Rechtspraak
Rechtbank Zeeland-West-Brabant (Locatie Middelburg), 24 januari 2024
ECLI:NL:RBZWB:2024:370
Feiten
Werknemer is werkzaam geweest voor werkgeefster tot 1 september 2021. Tijdens en na het dienstverband hebben zich twee incidenten voorgedaan met een collega, te weten de directiesecretaresse van werkgeefster. Werknemer en de directiesecretaresse hebben een verschillende lezing van die incidenten. Werknemer, die een Marokkaanse achtergrond en een islamitische geloofsovertuiging heeft, stelt over het eerste incident dat de directiesecretaresse op 25 oktober 2019 aan werknemer heeft laten weten het verontrustend te vinden dat zijn voicemail in het Arabisch is ingesproken en dat de WhatsApp-profielfoto van werknemer Arabische teksten bevat. Zij gaf volgens werknemer telefonisch aan verhalen te hebben gehoord over Marokkanen die naar Syrië afreisden en daar afschuwelijke dingen deden.
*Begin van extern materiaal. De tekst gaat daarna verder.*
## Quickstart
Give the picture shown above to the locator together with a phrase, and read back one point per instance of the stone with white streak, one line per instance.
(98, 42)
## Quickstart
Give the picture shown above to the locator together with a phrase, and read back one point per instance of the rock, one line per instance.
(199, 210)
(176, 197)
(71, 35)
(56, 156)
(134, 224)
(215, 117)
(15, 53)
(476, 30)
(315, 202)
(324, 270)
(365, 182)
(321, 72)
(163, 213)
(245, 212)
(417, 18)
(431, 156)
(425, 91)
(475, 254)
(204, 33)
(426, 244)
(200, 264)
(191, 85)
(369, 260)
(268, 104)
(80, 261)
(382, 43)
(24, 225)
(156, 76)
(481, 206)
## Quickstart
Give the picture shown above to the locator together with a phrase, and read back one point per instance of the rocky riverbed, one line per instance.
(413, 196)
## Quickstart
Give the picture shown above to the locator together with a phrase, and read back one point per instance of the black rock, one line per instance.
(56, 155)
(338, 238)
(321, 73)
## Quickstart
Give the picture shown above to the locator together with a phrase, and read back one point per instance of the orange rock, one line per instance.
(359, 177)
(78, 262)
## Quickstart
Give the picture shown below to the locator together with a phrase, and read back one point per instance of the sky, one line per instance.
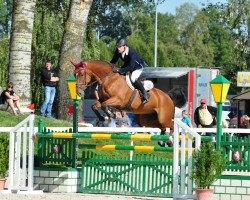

De directiesecretaresse stelt op haar beurt geschrokken te zijn van de profielfoto van werknemer, omdat daarop een dodenbusje te zien is waarmee lijken werden vervoerd. Werknemer zat op dat moment met spanningsklachten thuis en de directiesecretaresse was naar eigen zeggen bezorgd dat werknemer zichzelf wat aan zou doen. In het najaar van 2021 heeft een tweede incident plaatsgevonden. Werknemers van werkgeefster hebben een anonieme e-mail ontvangen van een persoon die zich ‘de anonieme ex-collega’ noemde. In de e-mail worden enkele werkgerelateerde kwesties aangekaart. De directiesecretaresse is ervan overtuigd dat werknemer hierachter zit en schrijft via haar privé-mailadres een e-mail aan werknemer waarin zij zich volgens werknemer kritisch uitlaat over (het gedrag van) werknemer en opmerkt dat hij zich bezig zou houden met de handel in drugs. Nadat de directiesecretaresse de mailwisseling naar HRM heeft doorgestuurd, heeft werkgeefster haar een waarschuwing gegeven en verboden om nog verder te mailen met de anonieme collega. Werknemer vordert toekenning van een immateriële schadevergoeding van € 2500 ten laste van werkgeefster, op grond van artikel 6:162 BW dan wel 7:611 BW.
Oordeel
De kantonrechter oordeelt als volgt.
Het eerste incident
De kantonrechter acht de verklaring van de directiesecretaresse ten aanzien van haar zorgen om de profielfoto van werknemer aannemelijk. De enige mogelijkheid om hier duidelijkheid over te kunnen verschaffen is het horen van de directiesecretaresse als getuige. De kantonrechter ziet hier echter geen aanleiding toe, omdat de gestelde uitlating van de directiesecretaresse werkgeefster niet toe te rekenen is. Niet is gebleken dat werkgeefster de directiesecretaresse tot de gestelde uitlating heeft aangezet. Daarmee is niet voldaan aan het toerekenbaarheidsvereiste van de onrechtmatige daad ex artikel 6:162 BW. Werkgeefster heeft evenmin in strijd gehandeld met haar verplichtingen als goed werkgever, omdat uit het verweer van werkgeefster blijkt dat zij beleid heeft voor situaties van discriminatie en ongewenst gedrag. Daarnaast heeft werkgeefster een vertrouwenspersoon aangesteld. Verder is gebleken dat werkgeefster direct actie onderneemt bij een melding over ongewenst gedrag. De directiesecretaresse is namelijk kort nadat het incident door werknemer is aangekaart om uitleg gevraagd. De kantonrechter is aldus van oordeel dat werkgeefster voldoende maatregelen heeft getroffen voor het creëren van een veilige werkomgeving.
Het tweede incident
Ook het tweede incident is niet aan werkgeefster toe te rekenen, nu dit incident heeft plaatsgevonden buiten de werkomgeving en in de privésfeer. De directiesecretaresse heeft op persoonlijke titel gehandeld. Hierop is artikel 7:658 BW niet van toepassing, zoals werknemer wel heeft aangevoerd. Artikel 7:611 BW is hier niet aan de orde, nu werknemer ten tijde van het tweede incident geen werknemer meer was van werkgeefster. De kantonrechter wijst de vorderingen van werknemer af.